= Michael Thalbourne =

Australian psychologist

Michael Anthony Thalbourne (24 March 1955 – 4 May 2010, Adelaide, South Australia) was an Australian psychologist who worked in the field of parapsychology. He was educated at the University of Adelaide and the University of Edinburgh. His books include: A glossary of terms used in parapsychology (2003), The common thread between ESP and PK (2004), and Parapsychology in the Twenty-First Century: Essays on the future of Psychical Research (2005).

==Education and career==
Thalbourne obtained his B.A. (Hons) at the University of Adelaide, South Australia, in 1976, and his PhD in parapsychology at Edinburgh University in 1981.

From 1980 through 1987 when it closed Thalbourne researched at the McDonnell Laboratory for Psychical Research
at Washington University in St. Louis.

Thalbourne was a visiting research fellow at the University of Adelaide from 1992 until 2007, and was president of the Australian Institute of Parapsychological Research. He was editor of the Australian Journal of Parapsychology.

==Research==
Thalbourne extensively researched the psychology of belief in the paranormal, as well as attempted to elicit the paranormal itself under laboratory conditions. In the 1990s he wrote on the concept of transliminality; his early work suggesting that this could be a trait linking such personality variables as belief in the paranormal, creative personality, mystical experience and psychopathology led him to describe this as a "common thread" linking these variables. His later work looked at the relationship between religiosity, dream-interpretation and transliminality and also how transliminality may relate to traits such as psychoticism.

Thalbourne constructed a questionnaire which, as with Hood's M-Scale, assesses mystical experience, called the Mystical Experience Scale. Thalbourne also collaborated on empirical research projects with Erlendur Haraldsson, and developed the Australian Sheep-Goat Scale, a measure of the extent to which a person believes in the paranormal.

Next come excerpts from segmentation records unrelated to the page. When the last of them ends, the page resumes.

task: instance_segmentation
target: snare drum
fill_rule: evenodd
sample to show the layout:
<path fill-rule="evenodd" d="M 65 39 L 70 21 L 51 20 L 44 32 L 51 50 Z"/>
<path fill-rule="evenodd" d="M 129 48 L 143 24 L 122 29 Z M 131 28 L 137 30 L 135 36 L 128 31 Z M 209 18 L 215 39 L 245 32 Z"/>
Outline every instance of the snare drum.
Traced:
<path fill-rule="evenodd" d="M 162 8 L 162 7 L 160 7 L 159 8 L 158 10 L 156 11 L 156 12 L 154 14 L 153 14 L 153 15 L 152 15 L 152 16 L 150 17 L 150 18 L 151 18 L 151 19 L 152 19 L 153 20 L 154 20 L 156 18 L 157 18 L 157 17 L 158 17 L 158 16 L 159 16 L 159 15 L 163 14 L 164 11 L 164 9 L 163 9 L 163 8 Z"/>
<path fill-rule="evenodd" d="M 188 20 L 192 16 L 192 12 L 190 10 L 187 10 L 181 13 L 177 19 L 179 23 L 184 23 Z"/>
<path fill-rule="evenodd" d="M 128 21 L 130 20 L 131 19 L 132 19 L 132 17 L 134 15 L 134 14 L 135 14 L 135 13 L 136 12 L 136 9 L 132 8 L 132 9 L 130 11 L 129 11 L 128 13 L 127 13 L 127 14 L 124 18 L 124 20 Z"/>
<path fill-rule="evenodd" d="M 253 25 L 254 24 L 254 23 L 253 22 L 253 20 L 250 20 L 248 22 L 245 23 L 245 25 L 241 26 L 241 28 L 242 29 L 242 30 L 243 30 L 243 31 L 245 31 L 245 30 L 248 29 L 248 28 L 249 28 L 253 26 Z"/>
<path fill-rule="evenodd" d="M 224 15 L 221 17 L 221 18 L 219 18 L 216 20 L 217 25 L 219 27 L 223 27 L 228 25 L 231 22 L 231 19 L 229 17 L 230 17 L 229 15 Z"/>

Thalbourne also conducted research into kundalini. He published a scale to assess the kundalini experience with the world-renowned expert on panic attacks, Bronwyn Fox. More recently, he used a random number generator in connection with kundalini. In his paper of 2006, he stated that he understands the term "Kundalini" to mean "the coiled one", and he refers to research into the near-death experience in connection with kundalini, and also refers to the Physio-Kundalini Scale, the 19-item scale devised by Bruce Greyson to assess kundalini experience.

==Publications==

===Books===
- Thalbourne, M.A. (1982). A glossary of terms used in parapsychology. London: Heinemann.
- Thalbourne, M.A. (2003). A glossary of terms used in parapsychology. 2nd ed. Charlottesville, VA: Puente Press.
- Thalbourne, M.A. (2004). The common thread between ESP and PK. New York: Parapsychology Foundation.
- Thalbourne, M.A., & Storm, L. (Eds).(2005). Parapsychology in the Twenty-First Century: Essays on the future of Psychical Research. Jefferson, NC: McFarland. ISBN 0-7864-1938-5 (pbk.)
- Storm, L., & Thalbourne, M.A. (Eds.). (2006). The survival of human consciousness: Essays on the possibility of life after death. Jefferson, NC: McFarland. ISBN 0-7864-2772-8 (pbk.)

===Selected articles===
Thalbourne has been published in all the major English-speaking parapsychological journals:
- Thalbourne, M.A. (2009). Things that go bump, by day and by night: An expectancy effect? Australian Journal of Parapsychology, 9, 97-109.
- Thalbourne, M.A. (2009). Some notes on consciousness and claims of psi. Paranormal Review, No. 51, 21–22.
- Campos, R.C., Gonçalves, B., & Thalbourne, M.[A.] (2009). Preliminary psychometric data for a Portuguese scale to assess history of depressive symptomatology with a college student sample. Psychological Reports, 104, 1015–1018.
- Goretzki, M., Thalbourne, M.A., & Storm, L. (2009). The questionnaire measurement of spiritual emergency. Journal of Transpersonal Psychology, 41, 81–97.
- Thalbourne, M.A. (2009). Reports of paranormal experiences: Can transliminality tell us anything about them? Archive for the Psychology of Religion, 31, 375–386.
- Thalbourne, M.A. (2009). Transliminality, anomalous belief and experience, and hypnotizability. Australian Journal of Clinical and Experimental Hypnosis, 37, 45–56.
- Thalbourne, M. A. (2009). Book review of Michael A. Jawer's The Spiritual Anatomy of Emotion. How Feelings Link the Brain, the Body, and the Sixth Sense. Australian Journal of Parapsychology, 9, 215–219.
- Thalbourne, M. A. (2009). Book review of Harvey J. Irwin's The Psychology of Paranormal Belief. A researcher's handbook. Australian Journal of Parapsychology, 9, 219–223.